Бергсон хорошо понимал, насколько важны исследования мышечного чувства для новой экспериментальной психологии, претендующей на статус точной науки: из осознания модальностей давления и напряжения, присущих мышечному действию, следует их принципиальная измеримость, а количественный анализ осознания – это уже материал для лабораторной работы. Однако он лишь посмеялся над путаной идеей, будто бы психическая сила преобразуется в мускульную и будто бы вторая может служить неким мерилом первой (Бергсон, 1992а, с. 54). Только намного более глубокая философия, философия творящего, активного, обладающего памятью духа, такая философия, какую он сам вознамерился утвердить, сумела бы избежать подобных нелепостей. Тем не менее Бергсон штудировал литературу по психологии; особенно его привлекала теория, связывавшая чувство движения с центральной иннервацией.
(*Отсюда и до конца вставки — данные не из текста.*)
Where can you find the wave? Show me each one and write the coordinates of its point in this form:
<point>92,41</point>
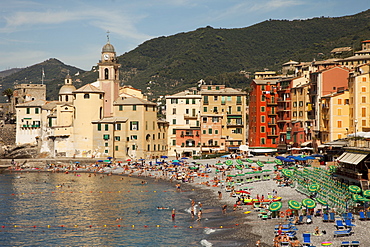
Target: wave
<point>205,243</point>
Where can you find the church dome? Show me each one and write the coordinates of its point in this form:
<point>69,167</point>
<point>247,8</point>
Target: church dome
<point>108,48</point>
<point>66,89</point>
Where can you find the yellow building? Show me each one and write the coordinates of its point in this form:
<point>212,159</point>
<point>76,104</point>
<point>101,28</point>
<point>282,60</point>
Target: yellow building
<point>359,98</point>
<point>223,118</point>
<point>334,120</point>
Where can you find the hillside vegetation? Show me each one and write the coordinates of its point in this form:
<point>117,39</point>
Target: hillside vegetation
<point>166,65</point>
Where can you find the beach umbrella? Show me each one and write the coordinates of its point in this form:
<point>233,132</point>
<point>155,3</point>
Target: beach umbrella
<point>239,162</point>
<point>309,203</point>
<point>287,173</point>
<point>260,164</point>
<point>322,201</point>
<point>294,205</point>
<point>354,189</point>
<point>275,206</point>
<point>313,187</point>
<point>229,162</point>
<point>366,193</point>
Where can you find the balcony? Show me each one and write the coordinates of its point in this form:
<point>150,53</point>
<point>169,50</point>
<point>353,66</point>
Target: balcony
<point>271,102</point>
<point>272,134</point>
<point>234,124</point>
<point>187,116</point>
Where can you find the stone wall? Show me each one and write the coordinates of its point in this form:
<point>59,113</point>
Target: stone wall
<point>7,134</point>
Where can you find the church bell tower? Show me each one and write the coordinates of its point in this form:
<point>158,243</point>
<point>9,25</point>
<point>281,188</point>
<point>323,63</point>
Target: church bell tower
<point>109,77</point>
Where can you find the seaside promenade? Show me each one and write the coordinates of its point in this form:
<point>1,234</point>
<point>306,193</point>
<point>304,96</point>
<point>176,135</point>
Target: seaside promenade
<point>216,176</point>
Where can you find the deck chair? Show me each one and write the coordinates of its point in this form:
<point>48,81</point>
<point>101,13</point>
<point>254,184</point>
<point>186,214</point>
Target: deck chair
<point>348,223</point>
<point>331,217</point>
<point>339,225</point>
<point>325,218</point>
<point>362,216</point>
<point>346,232</point>
<point>355,243</point>
<point>345,244</point>
<point>306,239</point>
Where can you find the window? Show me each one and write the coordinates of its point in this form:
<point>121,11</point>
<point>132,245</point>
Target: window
<point>134,125</point>
<point>263,141</point>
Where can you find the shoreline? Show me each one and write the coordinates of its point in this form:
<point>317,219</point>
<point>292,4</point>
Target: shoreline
<point>249,228</point>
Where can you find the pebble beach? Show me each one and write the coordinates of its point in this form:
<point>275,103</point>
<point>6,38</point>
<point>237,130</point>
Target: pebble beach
<point>249,227</point>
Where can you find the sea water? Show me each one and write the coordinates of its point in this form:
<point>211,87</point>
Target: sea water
<point>55,209</point>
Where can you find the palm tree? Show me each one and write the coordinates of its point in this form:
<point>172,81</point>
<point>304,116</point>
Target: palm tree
<point>8,93</point>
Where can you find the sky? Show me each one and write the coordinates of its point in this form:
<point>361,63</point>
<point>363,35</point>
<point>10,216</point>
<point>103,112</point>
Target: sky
<point>74,31</point>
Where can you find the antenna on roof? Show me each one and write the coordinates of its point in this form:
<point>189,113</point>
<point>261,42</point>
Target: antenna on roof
<point>108,36</point>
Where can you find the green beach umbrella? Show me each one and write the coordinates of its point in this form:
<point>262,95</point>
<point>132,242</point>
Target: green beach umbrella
<point>275,206</point>
<point>294,205</point>
<point>287,173</point>
<point>229,162</point>
<point>322,201</point>
<point>313,187</point>
<point>354,189</point>
<point>308,203</point>
<point>366,193</point>
<point>260,164</point>
<point>239,162</point>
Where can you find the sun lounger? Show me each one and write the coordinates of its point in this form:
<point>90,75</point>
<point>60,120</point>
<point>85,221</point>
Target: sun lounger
<point>348,223</point>
<point>325,218</point>
<point>355,243</point>
<point>345,244</point>
<point>306,239</point>
<point>339,225</point>
<point>331,217</point>
<point>362,216</point>
<point>346,232</point>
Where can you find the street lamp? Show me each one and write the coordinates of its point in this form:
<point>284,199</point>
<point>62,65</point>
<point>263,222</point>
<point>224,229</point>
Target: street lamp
<point>356,121</point>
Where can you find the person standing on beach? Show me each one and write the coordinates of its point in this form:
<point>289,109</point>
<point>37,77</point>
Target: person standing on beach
<point>173,214</point>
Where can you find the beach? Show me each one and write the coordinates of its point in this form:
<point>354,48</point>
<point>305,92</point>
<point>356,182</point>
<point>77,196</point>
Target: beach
<point>248,227</point>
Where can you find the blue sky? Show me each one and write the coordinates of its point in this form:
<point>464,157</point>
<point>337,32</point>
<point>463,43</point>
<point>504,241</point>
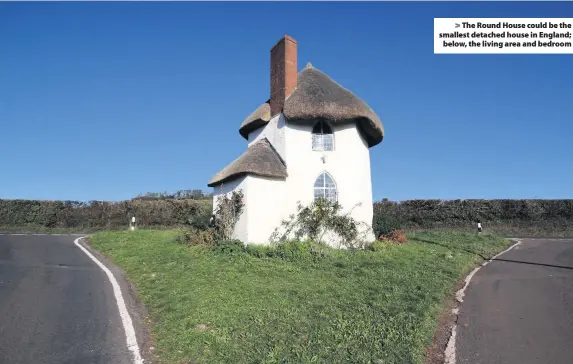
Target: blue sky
<point>107,100</point>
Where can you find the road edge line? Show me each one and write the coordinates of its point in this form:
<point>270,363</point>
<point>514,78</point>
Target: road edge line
<point>450,352</point>
<point>130,337</point>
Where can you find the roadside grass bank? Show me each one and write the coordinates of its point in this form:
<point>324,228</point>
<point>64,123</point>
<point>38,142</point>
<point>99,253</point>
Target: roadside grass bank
<point>295,304</point>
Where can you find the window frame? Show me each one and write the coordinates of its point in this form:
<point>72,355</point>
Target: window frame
<point>321,136</point>
<point>324,188</point>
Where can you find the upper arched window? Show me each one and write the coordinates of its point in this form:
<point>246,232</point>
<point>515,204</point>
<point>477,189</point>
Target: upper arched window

Он полагал, что эта теория вполне согласуется с положением о неопровержимой (по его мнению) достоверности интуиции как источника информации об активности, составляющей суть психической жизни, интуиции, которой, на его взгляд, был щедро наделен Биран. Так, говоря о внимании, Бергсон отмечал, что внимание сопровождается мышечным сокращением, а точнее, «отчетливым ощущением напряжения сокращения кожи головы, это давление снаружи внутрь, которое мы ощущаем всем черепом, когда делаем напряженное усилие что-нибудь вспомнить» (там же, с. 62)[160]
. Такого рода напряжение в тканях объясняет и напряжение психическое. В этой связи Бергсон ссылался на исследования Шарля Фере, согласно которым всякое ощущение сопровождается возрастанием мышечного напряжения[161]. Отсюда последовал вывод: всякое ощущение содержит в себе элемент мышечного ощущения. Бергсон указал также на роль чувства движения для усвоения двигательных навыков, которое особенно наглядно проявляется в работе мышц, когда человек учится говорить. И наконец, он заявил, что осознанность движения – «абсолютно реальный феномен», подразумевая, что «реально» именно ощущаемое движение, а вовсе не движение материального объекта (Бергсон, 1992б, p. 258).Бергсон ратовал за понимание тела как инструмента духа – за инструментальное понимание ощущений, в том числе двигательных, в процессе деятельности организма, подчиненной велению духа. Такой подход, при котором в центре внимания оказывается моторная сторона психологической жизни человека, наиболее характерен для англоязычного мира благодаря понятиям, разработанным Бэном и преобразованным затем в функционалистские термины, – понятиями, связанными с активностью, обладающей функцией адаптации к среде. Сложившийся таким образом научный язык способствовал развитию психологии, которая признает важность мышечных ощущений для «делания» как нечто само собой разумеющееся. Джон Дьюи, чьи труды по теоретической психологии, пользовались большой популярностью в Соединенных Штатах, писал:
«Я убежден, что в развитии ребенка активная сторона предшествует пассивной; что самовыражение идет впереди осознанного впечатления; что мускульное развитие опережает сенсорное; что движения предвосхищают осознанные ощущения; я убежден, что сознание, по существу, является моторным или импульсивным; что сознательные состояния стремятся проявить себя в действии» (Dewey, 2015, p. 228).
«Сознание, по существу, является моторным или импульсивным»: этот постулат ставил в центр всего чувственное восприятие движения. Он означал провозглашенную Джоном Дьюи переориентацию психологии – от стерильного (чрезмерно интеллектуального) интереса к тому, что люди знают, к дивному новому миру (практического) понимания того, что люди делают. Новые экспериментальные исследования перцепции, когнитивности, внимания и действия должны были учитывать и кинестезию, сенсорный процесс, присущий согласованному «деланию». Двигаясь в этом русле, Чарльз Х. Джадд в 1905 году заявил: «В последние годы наиболее перспективные, конструктивные достижения психологии наблюдаются по линии отказа от вчерашних однобоких теорий чувства в пользу тщательно документированного признания первостепенной важности двигательных предпосылок сознания (Judd, 1905, p. 199).